On June 17, 1972, Woodward was asked to cover a story for his job at the "Washington Post." There had been a burglary at the Watergate hotel. When he arrived at the newsroom, he discovered that this wasn't an ordinary burglary, and he wasn't the only one reporting on it. The burglars had broken into the headquarters of the Democratic national committee in the Watergate office-apartment-hotel-complex. Bernstein had the same assignment. The two men had no appreciation for each other.

At the trial, Woodward realized that there might be more to the story. Bernstein did some research of his own while he was taking a few days off of work. He interviewed others and observed that the White House wasn't the well-oiled machine it came across as being. Some viewed the President's men with scorn.

On June 22, President Nixon publicly stated that the White House had no involvement with the particular incident, Watergate. The reporters, now working together, noticed that he used the words "this particular incident."
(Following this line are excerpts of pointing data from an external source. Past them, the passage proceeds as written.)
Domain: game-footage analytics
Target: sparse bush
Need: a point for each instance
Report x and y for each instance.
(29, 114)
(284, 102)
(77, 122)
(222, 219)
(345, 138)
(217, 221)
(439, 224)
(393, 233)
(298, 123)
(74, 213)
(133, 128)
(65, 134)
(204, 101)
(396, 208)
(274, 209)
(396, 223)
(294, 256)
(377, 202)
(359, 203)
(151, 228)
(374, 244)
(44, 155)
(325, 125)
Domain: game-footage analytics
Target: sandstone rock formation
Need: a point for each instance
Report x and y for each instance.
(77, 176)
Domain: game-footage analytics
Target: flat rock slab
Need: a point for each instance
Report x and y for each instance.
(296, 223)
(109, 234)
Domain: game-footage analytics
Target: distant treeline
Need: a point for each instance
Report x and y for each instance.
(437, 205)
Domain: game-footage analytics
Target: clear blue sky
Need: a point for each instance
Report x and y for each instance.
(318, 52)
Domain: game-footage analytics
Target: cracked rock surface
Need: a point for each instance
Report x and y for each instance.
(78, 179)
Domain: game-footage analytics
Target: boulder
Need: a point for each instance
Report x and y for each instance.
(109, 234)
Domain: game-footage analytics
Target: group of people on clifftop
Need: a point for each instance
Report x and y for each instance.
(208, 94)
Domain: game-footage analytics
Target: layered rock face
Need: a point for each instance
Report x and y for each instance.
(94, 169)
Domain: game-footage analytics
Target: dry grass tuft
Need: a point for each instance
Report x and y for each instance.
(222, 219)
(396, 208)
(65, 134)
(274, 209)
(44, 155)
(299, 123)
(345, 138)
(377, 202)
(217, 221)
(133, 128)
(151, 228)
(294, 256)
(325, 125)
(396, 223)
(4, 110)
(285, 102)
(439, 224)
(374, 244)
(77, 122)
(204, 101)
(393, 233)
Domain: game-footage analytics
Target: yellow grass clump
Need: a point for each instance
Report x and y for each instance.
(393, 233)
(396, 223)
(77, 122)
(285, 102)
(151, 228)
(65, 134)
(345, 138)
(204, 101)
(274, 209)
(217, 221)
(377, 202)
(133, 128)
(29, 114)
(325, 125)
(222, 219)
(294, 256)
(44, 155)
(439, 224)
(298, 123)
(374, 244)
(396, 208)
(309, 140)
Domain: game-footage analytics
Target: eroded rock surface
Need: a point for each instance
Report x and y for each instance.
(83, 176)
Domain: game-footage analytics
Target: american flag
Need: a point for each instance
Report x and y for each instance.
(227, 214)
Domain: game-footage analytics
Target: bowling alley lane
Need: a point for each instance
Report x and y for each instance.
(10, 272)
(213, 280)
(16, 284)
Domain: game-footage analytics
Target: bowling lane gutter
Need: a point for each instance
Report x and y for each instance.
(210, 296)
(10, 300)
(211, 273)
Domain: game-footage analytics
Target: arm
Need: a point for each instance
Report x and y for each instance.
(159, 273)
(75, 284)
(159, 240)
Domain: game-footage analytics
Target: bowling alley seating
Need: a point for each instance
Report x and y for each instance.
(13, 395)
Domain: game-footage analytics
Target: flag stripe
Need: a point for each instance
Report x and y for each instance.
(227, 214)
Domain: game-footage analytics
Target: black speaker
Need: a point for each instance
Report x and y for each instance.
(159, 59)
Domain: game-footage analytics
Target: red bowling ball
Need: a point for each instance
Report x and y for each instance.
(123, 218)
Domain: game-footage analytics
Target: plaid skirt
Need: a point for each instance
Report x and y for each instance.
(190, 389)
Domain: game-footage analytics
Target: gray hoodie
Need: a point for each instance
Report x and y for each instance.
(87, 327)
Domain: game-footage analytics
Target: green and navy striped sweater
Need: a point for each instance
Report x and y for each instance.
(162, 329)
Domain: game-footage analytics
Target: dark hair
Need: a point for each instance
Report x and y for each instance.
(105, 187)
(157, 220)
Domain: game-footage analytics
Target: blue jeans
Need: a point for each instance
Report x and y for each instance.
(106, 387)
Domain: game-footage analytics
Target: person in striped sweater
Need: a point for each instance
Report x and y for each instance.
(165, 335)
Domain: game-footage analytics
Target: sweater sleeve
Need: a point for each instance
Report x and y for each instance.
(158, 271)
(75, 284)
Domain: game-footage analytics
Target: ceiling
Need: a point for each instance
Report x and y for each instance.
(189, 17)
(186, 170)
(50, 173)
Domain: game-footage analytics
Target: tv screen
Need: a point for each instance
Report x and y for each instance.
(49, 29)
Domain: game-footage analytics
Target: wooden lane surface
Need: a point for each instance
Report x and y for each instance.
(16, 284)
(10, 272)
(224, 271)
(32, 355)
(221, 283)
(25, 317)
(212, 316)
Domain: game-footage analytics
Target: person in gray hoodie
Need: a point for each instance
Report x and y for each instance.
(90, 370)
Powerful men resigned from their jobs, and Bernstein and Woodward learned about a secret fund used to undermine Democratic political campaigns using illegal tactics such as threats, phone-tapping and spying. They struggled to find solid evidence to write about since their interviewees were terrified to speak.
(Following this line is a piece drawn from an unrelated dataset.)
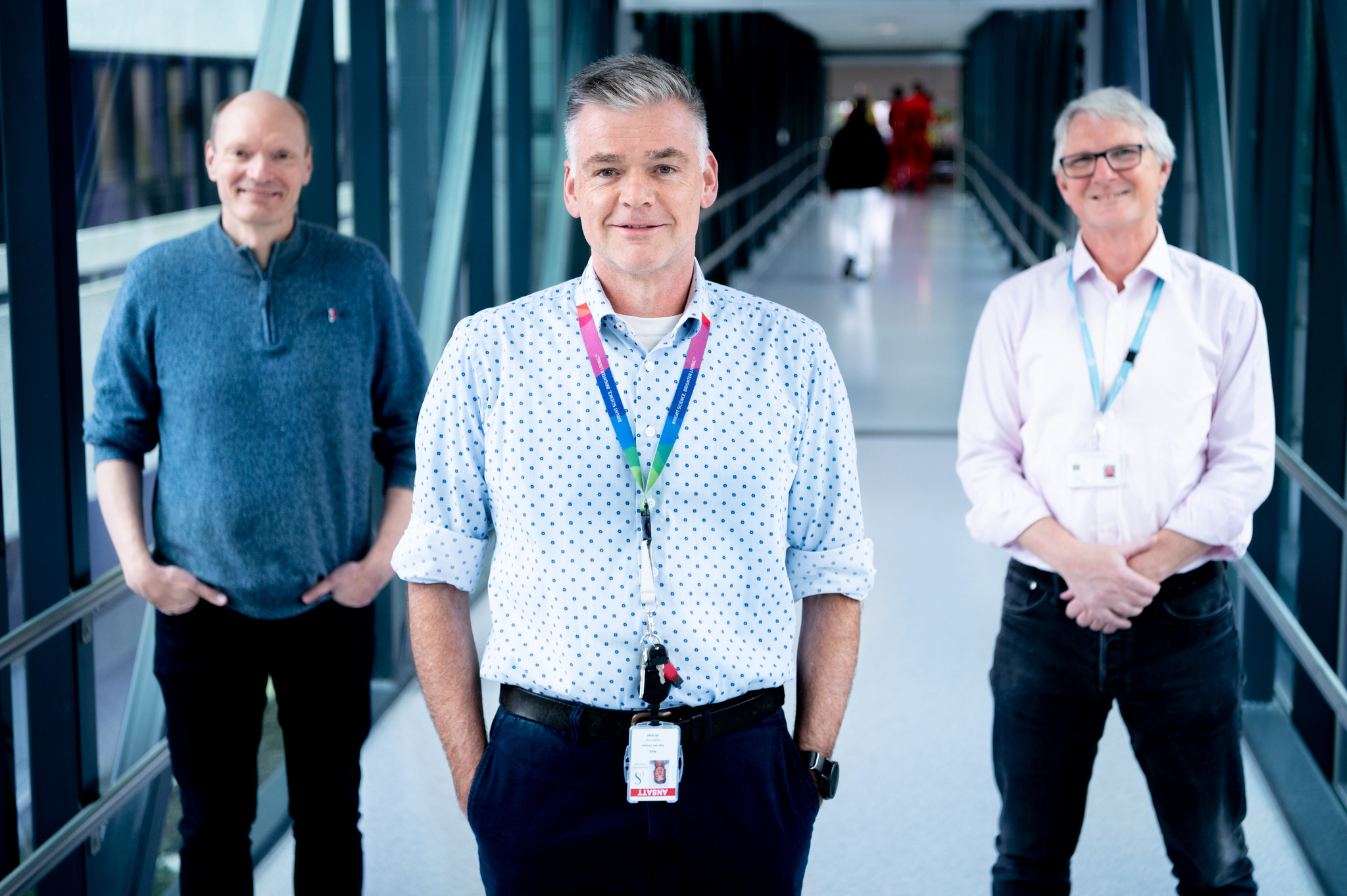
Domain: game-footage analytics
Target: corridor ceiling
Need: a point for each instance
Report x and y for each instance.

Woodward had an inside man who was a key informant. They arranged super-secret meetings wherein the informant, nicknamed Deep Throat, would confirm or deny evidence the reporters unearthed. He would offer clues to areas they should research further, but he would never offer names. He also wouldn't let them quote him.
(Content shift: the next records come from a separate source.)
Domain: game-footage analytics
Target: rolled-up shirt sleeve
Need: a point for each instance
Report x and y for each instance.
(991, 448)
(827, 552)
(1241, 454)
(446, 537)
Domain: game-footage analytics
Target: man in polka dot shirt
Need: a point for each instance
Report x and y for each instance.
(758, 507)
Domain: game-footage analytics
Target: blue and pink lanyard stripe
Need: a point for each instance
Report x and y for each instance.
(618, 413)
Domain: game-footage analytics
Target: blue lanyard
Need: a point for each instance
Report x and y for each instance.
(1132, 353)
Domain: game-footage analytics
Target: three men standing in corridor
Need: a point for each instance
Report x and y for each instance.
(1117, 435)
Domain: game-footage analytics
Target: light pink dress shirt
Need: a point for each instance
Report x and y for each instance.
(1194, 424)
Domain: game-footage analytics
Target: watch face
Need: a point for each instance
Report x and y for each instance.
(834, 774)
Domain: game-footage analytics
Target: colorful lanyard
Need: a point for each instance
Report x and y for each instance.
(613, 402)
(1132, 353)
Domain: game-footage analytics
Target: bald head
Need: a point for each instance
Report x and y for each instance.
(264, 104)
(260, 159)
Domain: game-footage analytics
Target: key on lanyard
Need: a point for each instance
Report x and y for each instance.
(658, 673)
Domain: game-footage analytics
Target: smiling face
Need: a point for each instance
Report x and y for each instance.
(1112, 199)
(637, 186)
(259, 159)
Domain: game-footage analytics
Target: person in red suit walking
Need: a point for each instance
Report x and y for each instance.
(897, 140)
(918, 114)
As evidence grew, the reporters learned that over 50 individuals were hired to infiltrate the Democratic campaign and wreak havoc. The salaries were paid using a secret bank account that had been created using campaign donations for the Republican party. A group of the President's men authorized the withdrawals from the account.

Each time the reporters came out with a story, the White House said the stories were filled with false information, but wouldn't point out inaccuracies. The White House attacked the "Post" repetitively. There was one story in which there was a misunderstanding, and the reporters got a fact wrong. The White House jumped on the situation, trying to show that the "Post" only offered shoddy journalism. It set the investigation back for months.

Other newspapers began to pick up the story, finding more evidence. As truths came out, the "Post" was vindicated. More men were arrested, and it became evident that powerful people were part of the conspiracy they denied. Still, there were loose ends to figure out. Some men were taking the blame for situations in which they were really innocent. Some did this to protect their families, others did it out of dedication to the President and his men.

As more evidence began to unfold, chilling evidence came to light. The reporters just had to prove it. The evidence showed that the President himself was part of the conspiracy.